序
本文主要研究一下flink的SocketClientSink
DataStream.writeToSocket
flink-streaming-java_2.11-1.7.0-sources.jar!/org/apache/flink/streaming/api/datastream/DataStream.java
/**
* Writes the DataStream to a socket as a byte array. The format of the
* output is specified by a {@link SerializationSchema}.
*
* @param hostName
* host of the socket
* @param port
* port of the socket
* @param schema
* schema for serialization
* @return the closed DataStream
*/
@PublicEvolving
public DataStreamSink<T> writeToSocket(String hostName, int port, SerializationSchema<T> schema) {
DataStreamSink<T> returnStream = addSink(new SocketClientSink<>(hostName, port, schema, 0));
returnStream.setParallelism(1); // It would not work if multiple instances would connect to the same port
return returnStream;
}
- DataStream的writeToSocket方法,内部创建了SocketClientSink,这里传递了四个构造参数,分别是hostName、port、schema、maxNumRetries(
这里为0
)
SocketClientSink
flink-streaming-java_2.11-1.7.0-sources.jar!/org/apache/flink/streaming/api/functions/sink/SocketClientSink.java
/**
* Socket client that acts as a streaming sink. The data is sent to a Socket as a byte array.
*
* <p>The sink can be set to retry message sends after the sending failed.
*
* <p>The sink can be set to 'autoflush', in which case the socket stream is flushed after every
* message. This significantly reduced throughput, but also decreases message latency.
*
* @param <IN> data to be written into the Socket.
*/
@PublicEvolving
public class SocketClientSink<IN> extends RichSinkFunction<IN> {
private static final long serialVersionUID = 1L;
private static final Logger LOG = LoggerFactory.getLogger(SocketClientSink.class);
private static final int CONNECTION_RETRY_DELAY = 500;
private final SerializableObject lock = new SerializableObject();
private final SerializationSchema<IN> schema;
private final String hostName;
private final int port;
private final int maxNumRetries;
private final boolean autoFlush;
private transient Socket client;
private transient OutputStream outputStream;
private int retries;
private volatile boolean isRunning = true;
/**
* Creates a new SocketClientSink. The sink will not attempt to retry connections upon failure
* and will not auto-flush the stream.
*
* @param hostName Hostname of the server to connect to.
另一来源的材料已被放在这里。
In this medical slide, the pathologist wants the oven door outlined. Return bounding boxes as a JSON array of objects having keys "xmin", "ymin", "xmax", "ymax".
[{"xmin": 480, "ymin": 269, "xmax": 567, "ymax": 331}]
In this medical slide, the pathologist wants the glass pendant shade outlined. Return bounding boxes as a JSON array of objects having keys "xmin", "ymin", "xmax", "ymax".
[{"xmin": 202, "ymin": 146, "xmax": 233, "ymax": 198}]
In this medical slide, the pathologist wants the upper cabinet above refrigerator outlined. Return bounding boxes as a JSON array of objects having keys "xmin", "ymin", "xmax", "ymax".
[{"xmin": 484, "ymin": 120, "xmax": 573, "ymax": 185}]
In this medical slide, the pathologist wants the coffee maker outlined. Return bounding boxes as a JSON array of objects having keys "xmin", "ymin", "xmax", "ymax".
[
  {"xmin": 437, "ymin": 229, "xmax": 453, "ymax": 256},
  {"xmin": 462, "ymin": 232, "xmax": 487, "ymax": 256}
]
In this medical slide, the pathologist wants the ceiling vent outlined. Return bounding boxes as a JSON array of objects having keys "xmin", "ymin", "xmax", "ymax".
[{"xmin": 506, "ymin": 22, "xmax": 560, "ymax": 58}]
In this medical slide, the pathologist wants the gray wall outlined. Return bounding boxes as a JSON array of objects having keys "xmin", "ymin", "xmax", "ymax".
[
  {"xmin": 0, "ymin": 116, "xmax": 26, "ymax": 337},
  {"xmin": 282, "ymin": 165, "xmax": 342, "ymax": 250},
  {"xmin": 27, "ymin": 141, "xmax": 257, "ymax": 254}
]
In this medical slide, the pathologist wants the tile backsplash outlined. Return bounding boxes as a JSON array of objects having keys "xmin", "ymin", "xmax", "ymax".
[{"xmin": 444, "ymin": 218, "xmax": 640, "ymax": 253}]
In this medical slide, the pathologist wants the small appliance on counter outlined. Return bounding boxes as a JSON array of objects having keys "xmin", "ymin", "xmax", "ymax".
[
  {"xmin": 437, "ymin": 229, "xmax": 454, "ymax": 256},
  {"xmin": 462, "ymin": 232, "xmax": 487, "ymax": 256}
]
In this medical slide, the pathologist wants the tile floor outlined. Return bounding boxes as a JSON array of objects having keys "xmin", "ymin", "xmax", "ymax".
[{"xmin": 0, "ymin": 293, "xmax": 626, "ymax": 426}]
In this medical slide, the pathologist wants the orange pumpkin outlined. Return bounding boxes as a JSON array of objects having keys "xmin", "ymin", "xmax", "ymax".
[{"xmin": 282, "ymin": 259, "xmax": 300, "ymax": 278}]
* @param port Port of the server.
* @param schema Schema used to serialize the data into bytes.
*/
public SocketClientSink(String hostName, int port, SerializationSchema<IN> schema) {
this(hostName, port, schema, 0);
}
/**
* Creates a new SocketClientSink that retries connections upon failure up to a given number of times.
* A value of -1 for the number of retries will cause the system to retry an infinite number of times.
* The sink will not auto-flush the stream.
*
* @param hostName Hostname of the server to connect to.
* @param port Port of the server.
* @param schema Schema used to serialize the data into bytes.
* @param maxNumRetries The maximum number of retries after a message send failed.
*/
public SocketClientSink(String hostName, int port, SerializationSchema<IN> schema, int maxNumRetries) {
this(hostName, port, schema, maxNumRetries, false);
}
/**
* Creates a new SocketClientSink that retries connections upon failure up to a given number of times.
* A value of -1 for the number of retries will cause the system to retry an infinite number of times.
*
* @param hostName Hostname of the server to connect to.
* @param port Port of the server.
* @param schema Schema used to serialize the data into bytes.
* @param maxNumRetries The maximum number of retries after a message send failed.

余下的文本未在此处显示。